TMEM63A inhibitors comprise a diverse array of chemical compounds that hinder the functional activity of TMEM63A through their influence on calcium signaling and homeostasis. Verapamil and diltiazem, as calcium channel blockers, reduce calcium entry into the cell, which can disrupt the internal calcium balance and consequently impact the functionality of TMEM63A, which is closely associated with calcium regulation. Similarly, 2-APB and thapsigargin target the endoplasmic reticulum's ability to store and release calcium, while ryanodine modifies ryanodine receptors, all of which are actions that can lead to alterations in calcium dynamics within the cell and subsequently diminish the activity of TMEM63A. SK&F 96365, by inhibiting receptor-mediated calcium entry and store-operated calcium channels, reduces intracellular calcium levels, further indirectly inhibiting TMEM63A activity. Gadolinium chloride and ruthenium red, known for their roles in blocking mechanosensitive and various calcium channels respectively, can also interfere with the activity of TMEM63A, potentially due to its mechanosensitive properties.
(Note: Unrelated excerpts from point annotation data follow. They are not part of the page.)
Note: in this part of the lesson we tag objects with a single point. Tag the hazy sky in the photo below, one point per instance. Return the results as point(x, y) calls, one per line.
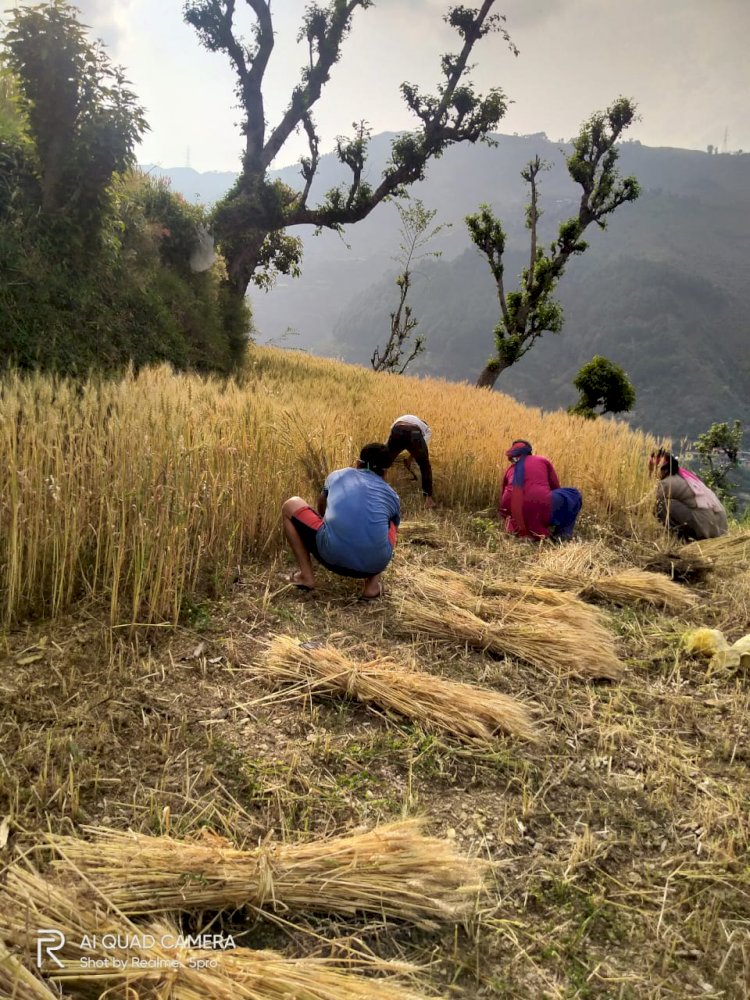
point(685, 62)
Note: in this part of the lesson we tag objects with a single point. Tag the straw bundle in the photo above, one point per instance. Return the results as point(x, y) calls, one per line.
point(690, 568)
point(28, 902)
point(392, 870)
point(538, 635)
point(476, 595)
point(637, 586)
point(584, 570)
point(17, 983)
point(470, 713)
point(163, 972)
point(728, 551)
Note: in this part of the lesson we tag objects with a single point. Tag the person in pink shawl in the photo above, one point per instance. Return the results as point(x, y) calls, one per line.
point(683, 501)
point(526, 492)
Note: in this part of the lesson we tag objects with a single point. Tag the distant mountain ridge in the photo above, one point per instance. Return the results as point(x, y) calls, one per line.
point(663, 291)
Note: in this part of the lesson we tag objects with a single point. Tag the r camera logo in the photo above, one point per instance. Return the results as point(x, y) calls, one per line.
point(49, 941)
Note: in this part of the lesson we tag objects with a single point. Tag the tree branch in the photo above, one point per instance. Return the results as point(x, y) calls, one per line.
point(329, 38)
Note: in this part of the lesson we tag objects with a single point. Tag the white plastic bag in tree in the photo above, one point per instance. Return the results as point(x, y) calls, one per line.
point(203, 255)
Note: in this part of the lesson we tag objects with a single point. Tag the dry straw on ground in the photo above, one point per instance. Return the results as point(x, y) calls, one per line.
point(464, 711)
point(134, 492)
point(583, 569)
point(729, 552)
point(540, 635)
point(392, 870)
point(480, 596)
point(162, 972)
point(17, 983)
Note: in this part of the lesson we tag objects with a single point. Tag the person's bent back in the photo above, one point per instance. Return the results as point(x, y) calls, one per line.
point(362, 513)
point(685, 504)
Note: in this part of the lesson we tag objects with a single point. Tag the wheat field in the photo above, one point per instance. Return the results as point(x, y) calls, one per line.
point(142, 491)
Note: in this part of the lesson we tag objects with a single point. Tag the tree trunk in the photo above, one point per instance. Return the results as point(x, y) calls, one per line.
point(490, 374)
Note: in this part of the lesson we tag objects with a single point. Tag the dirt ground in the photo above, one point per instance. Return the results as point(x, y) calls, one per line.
point(620, 839)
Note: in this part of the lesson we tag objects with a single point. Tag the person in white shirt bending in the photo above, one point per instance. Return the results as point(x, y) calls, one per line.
point(411, 434)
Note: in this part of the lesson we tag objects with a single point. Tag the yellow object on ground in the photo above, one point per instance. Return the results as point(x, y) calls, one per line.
point(711, 642)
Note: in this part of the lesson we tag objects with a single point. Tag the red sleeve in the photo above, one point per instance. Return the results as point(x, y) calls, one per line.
point(554, 482)
point(503, 505)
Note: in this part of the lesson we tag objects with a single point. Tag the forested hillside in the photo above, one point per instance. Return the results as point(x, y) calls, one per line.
point(660, 292)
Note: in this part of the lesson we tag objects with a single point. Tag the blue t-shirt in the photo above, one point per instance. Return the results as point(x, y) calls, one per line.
point(359, 512)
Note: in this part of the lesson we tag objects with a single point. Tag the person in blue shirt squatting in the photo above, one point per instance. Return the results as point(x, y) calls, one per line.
point(353, 531)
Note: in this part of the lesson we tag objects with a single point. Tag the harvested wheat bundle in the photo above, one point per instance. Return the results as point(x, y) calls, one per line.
point(536, 635)
point(392, 870)
point(154, 962)
point(480, 597)
point(465, 711)
point(634, 586)
point(28, 901)
point(17, 983)
point(728, 552)
point(183, 973)
point(637, 586)
point(690, 568)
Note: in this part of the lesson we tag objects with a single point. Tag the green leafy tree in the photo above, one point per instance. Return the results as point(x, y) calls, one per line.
point(718, 449)
point(603, 384)
point(95, 260)
point(530, 311)
point(250, 223)
point(81, 117)
point(416, 233)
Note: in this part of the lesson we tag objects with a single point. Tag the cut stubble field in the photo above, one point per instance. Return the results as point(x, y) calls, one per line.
point(604, 813)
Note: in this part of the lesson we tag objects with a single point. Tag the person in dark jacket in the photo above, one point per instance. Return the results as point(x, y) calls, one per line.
point(411, 434)
point(683, 501)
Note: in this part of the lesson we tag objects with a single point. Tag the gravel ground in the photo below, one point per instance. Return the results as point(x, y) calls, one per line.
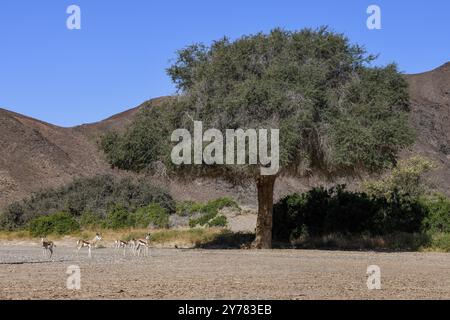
point(222, 274)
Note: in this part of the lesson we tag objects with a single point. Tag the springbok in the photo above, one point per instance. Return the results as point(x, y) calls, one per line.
point(143, 243)
point(89, 244)
point(47, 248)
point(120, 244)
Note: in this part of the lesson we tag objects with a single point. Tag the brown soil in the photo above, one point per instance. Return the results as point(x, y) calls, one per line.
point(222, 274)
point(36, 155)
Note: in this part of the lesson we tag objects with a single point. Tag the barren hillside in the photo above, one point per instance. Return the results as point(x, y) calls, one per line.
point(36, 155)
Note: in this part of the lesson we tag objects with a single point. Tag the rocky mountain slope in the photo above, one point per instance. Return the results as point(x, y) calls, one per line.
point(35, 155)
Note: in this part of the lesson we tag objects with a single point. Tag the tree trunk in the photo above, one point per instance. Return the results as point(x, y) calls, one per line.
point(265, 186)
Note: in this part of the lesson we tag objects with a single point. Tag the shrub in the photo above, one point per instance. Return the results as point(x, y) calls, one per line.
point(118, 218)
point(326, 211)
point(89, 219)
point(438, 218)
point(209, 212)
point(58, 223)
point(219, 221)
point(406, 179)
point(96, 194)
point(151, 215)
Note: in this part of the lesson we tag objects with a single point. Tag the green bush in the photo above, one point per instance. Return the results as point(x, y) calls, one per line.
point(151, 215)
point(336, 210)
point(438, 218)
point(219, 221)
point(440, 241)
point(89, 219)
point(188, 208)
point(118, 218)
point(96, 194)
point(58, 223)
point(209, 212)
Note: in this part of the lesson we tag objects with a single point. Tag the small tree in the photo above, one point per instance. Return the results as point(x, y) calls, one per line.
point(336, 114)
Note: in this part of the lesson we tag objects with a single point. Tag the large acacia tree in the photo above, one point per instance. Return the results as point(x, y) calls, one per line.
point(336, 114)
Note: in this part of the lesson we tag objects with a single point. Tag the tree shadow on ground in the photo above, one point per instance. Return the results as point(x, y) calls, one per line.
point(229, 240)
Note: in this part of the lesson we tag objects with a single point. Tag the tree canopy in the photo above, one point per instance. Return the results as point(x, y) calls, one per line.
point(336, 113)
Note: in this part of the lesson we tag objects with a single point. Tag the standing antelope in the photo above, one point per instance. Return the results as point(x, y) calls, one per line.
point(82, 243)
point(47, 248)
point(141, 243)
point(120, 244)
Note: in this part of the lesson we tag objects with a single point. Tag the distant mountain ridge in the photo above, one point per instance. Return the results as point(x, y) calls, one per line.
point(36, 155)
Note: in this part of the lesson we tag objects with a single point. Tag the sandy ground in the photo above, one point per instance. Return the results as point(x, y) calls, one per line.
point(222, 274)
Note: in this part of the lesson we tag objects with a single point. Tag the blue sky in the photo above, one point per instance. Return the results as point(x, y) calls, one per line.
point(118, 59)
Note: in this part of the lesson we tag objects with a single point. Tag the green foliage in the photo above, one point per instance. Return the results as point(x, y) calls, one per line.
point(95, 195)
point(118, 218)
point(209, 212)
point(188, 208)
point(406, 179)
point(151, 215)
point(327, 211)
point(90, 220)
point(59, 223)
point(219, 221)
point(335, 113)
point(438, 218)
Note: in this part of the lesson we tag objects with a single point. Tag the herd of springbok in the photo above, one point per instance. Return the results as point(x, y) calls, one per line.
point(137, 246)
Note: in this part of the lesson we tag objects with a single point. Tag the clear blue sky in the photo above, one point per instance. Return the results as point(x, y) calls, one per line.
point(118, 59)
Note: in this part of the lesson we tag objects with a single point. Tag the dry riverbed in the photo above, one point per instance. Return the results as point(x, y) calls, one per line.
point(222, 274)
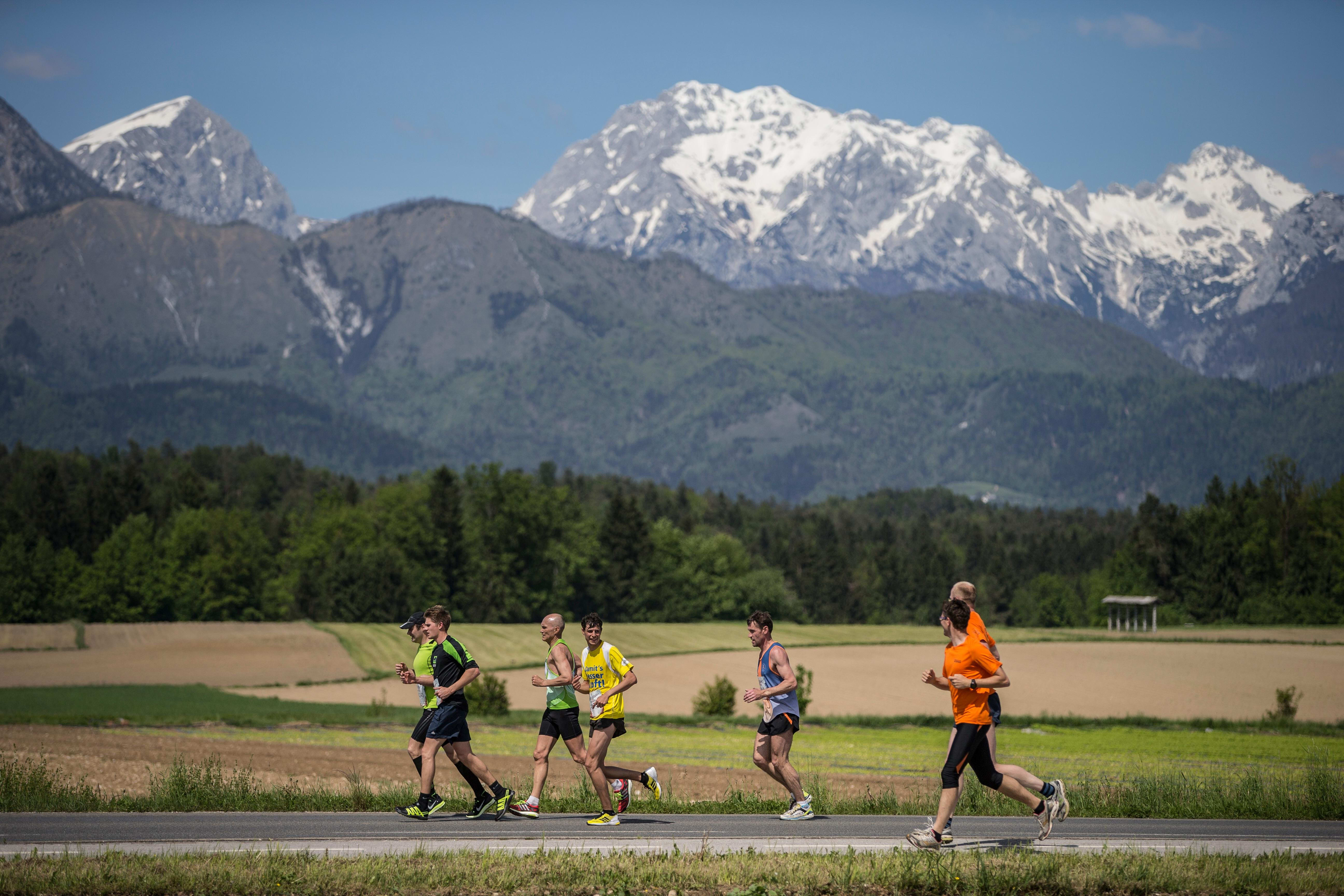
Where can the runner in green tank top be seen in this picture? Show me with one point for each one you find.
(561, 719)
(420, 667)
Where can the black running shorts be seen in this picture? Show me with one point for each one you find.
(777, 726)
(423, 726)
(603, 725)
(450, 723)
(561, 723)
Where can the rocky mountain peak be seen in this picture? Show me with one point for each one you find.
(183, 158)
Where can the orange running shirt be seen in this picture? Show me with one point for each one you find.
(974, 660)
(976, 629)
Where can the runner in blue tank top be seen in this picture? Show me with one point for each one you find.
(777, 690)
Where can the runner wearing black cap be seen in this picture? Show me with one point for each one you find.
(420, 666)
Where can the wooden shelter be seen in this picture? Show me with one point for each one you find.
(1133, 613)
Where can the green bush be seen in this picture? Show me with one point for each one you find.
(717, 699)
(488, 696)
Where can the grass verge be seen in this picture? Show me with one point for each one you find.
(189, 704)
(1316, 792)
(746, 874)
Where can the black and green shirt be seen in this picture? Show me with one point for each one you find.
(448, 663)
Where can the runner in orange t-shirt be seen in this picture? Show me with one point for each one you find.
(970, 671)
(965, 592)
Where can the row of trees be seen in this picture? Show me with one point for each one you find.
(237, 534)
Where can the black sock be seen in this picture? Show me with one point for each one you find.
(470, 777)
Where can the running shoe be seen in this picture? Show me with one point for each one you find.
(483, 805)
(654, 782)
(1047, 820)
(621, 789)
(800, 812)
(1061, 799)
(502, 804)
(525, 810)
(925, 839)
(413, 812)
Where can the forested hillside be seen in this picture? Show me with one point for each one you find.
(240, 534)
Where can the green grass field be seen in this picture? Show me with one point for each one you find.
(378, 648)
(749, 874)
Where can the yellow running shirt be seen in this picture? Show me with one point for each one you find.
(603, 671)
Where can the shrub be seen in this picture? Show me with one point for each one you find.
(488, 695)
(717, 699)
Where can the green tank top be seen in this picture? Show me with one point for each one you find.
(558, 696)
(420, 666)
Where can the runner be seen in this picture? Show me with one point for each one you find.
(561, 718)
(452, 669)
(965, 593)
(968, 672)
(420, 667)
(779, 691)
(607, 675)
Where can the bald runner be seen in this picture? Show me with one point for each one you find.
(561, 719)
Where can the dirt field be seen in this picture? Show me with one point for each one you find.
(214, 653)
(123, 762)
(1167, 680)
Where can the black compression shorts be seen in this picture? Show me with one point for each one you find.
(971, 745)
(777, 726)
(561, 723)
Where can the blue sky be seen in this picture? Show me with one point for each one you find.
(361, 105)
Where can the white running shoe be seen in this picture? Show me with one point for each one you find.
(925, 839)
(802, 812)
(654, 782)
(1061, 799)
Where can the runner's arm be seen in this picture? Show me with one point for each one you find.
(468, 678)
(929, 678)
(998, 680)
(780, 666)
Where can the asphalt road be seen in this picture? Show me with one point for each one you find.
(381, 834)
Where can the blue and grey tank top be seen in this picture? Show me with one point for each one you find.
(768, 679)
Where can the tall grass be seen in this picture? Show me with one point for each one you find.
(745, 874)
(1315, 792)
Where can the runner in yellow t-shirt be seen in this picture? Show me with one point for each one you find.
(605, 675)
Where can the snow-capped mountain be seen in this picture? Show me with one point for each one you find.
(760, 187)
(186, 159)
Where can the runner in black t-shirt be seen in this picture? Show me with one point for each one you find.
(453, 668)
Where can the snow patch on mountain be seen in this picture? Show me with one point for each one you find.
(760, 188)
(186, 159)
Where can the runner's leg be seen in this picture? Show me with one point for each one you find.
(764, 758)
(780, 746)
(541, 764)
(593, 761)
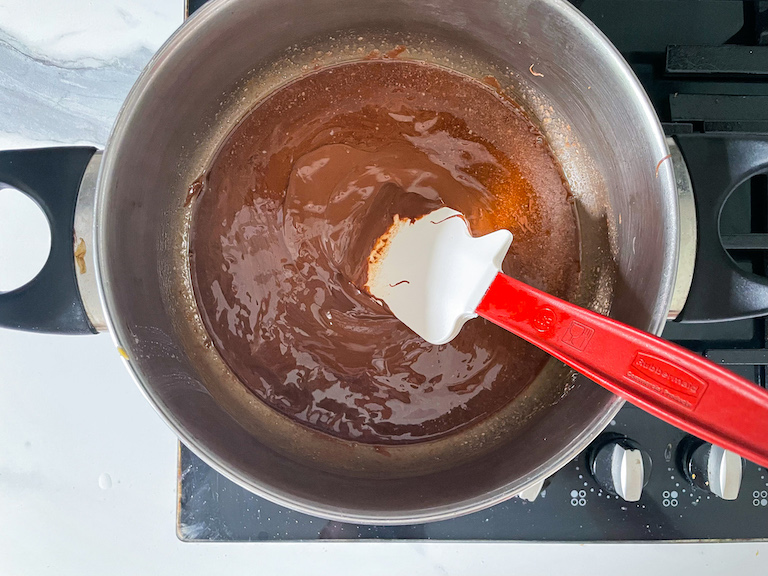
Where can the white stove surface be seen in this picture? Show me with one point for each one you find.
(87, 469)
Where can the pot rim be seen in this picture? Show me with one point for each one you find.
(585, 437)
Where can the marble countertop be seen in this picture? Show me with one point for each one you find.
(87, 469)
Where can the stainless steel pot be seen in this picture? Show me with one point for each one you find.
(217, 65)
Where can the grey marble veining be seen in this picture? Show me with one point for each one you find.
(67, 67)
(43, 101)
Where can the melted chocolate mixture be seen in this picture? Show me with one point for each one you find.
(292, 206)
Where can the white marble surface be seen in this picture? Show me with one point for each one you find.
(87, 470)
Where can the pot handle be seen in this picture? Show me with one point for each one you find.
(50, 302)
(720, 289)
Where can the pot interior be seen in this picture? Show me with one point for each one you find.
(223, 61)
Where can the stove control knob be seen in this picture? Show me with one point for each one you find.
(621, 468)
(713, 468)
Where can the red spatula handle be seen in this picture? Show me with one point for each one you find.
(666, 380)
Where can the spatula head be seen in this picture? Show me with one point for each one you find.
(432, 273)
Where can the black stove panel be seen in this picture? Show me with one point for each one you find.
(704, 64)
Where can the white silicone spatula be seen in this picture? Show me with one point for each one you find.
(434, 276)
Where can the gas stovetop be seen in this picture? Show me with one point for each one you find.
(704, 65)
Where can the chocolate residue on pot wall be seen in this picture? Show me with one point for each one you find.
(293, 205)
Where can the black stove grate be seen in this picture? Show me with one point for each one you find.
(704, 64)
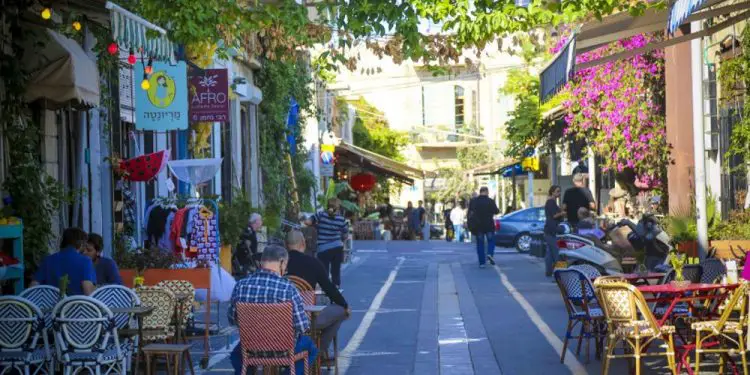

Continuing with this theme, nifedipine and amlodipine serve as dihydropyridine calcium channel blockers, which by limiting calcium influx, may indirectly suppress the activity of TMEM63A. The long-acting nature of amlodipine ensures sustained inhibition of calcium entry, providing a constant indirect inhibition of TMEM63A inhibitors. Carboxyeosin, by inhibiting plasma membrane Ca2+-ATPase, disrupts calcium extrusion and thus indirectly inhibits TMEM63A by affecting calcium balance within the cell. Bepridil, which has the unique ability to block both calcium and sodium channels, may further influence the ionic environment that TMEM63A is involved in maintaining, leading to its indirect inhibition. Collectively, these chemicals, through their targeted actions on calcium-related pathways and ion homeostasis, serve as inhibitors that can diminish the activity of TMEM63A without directly affecting its expression or function.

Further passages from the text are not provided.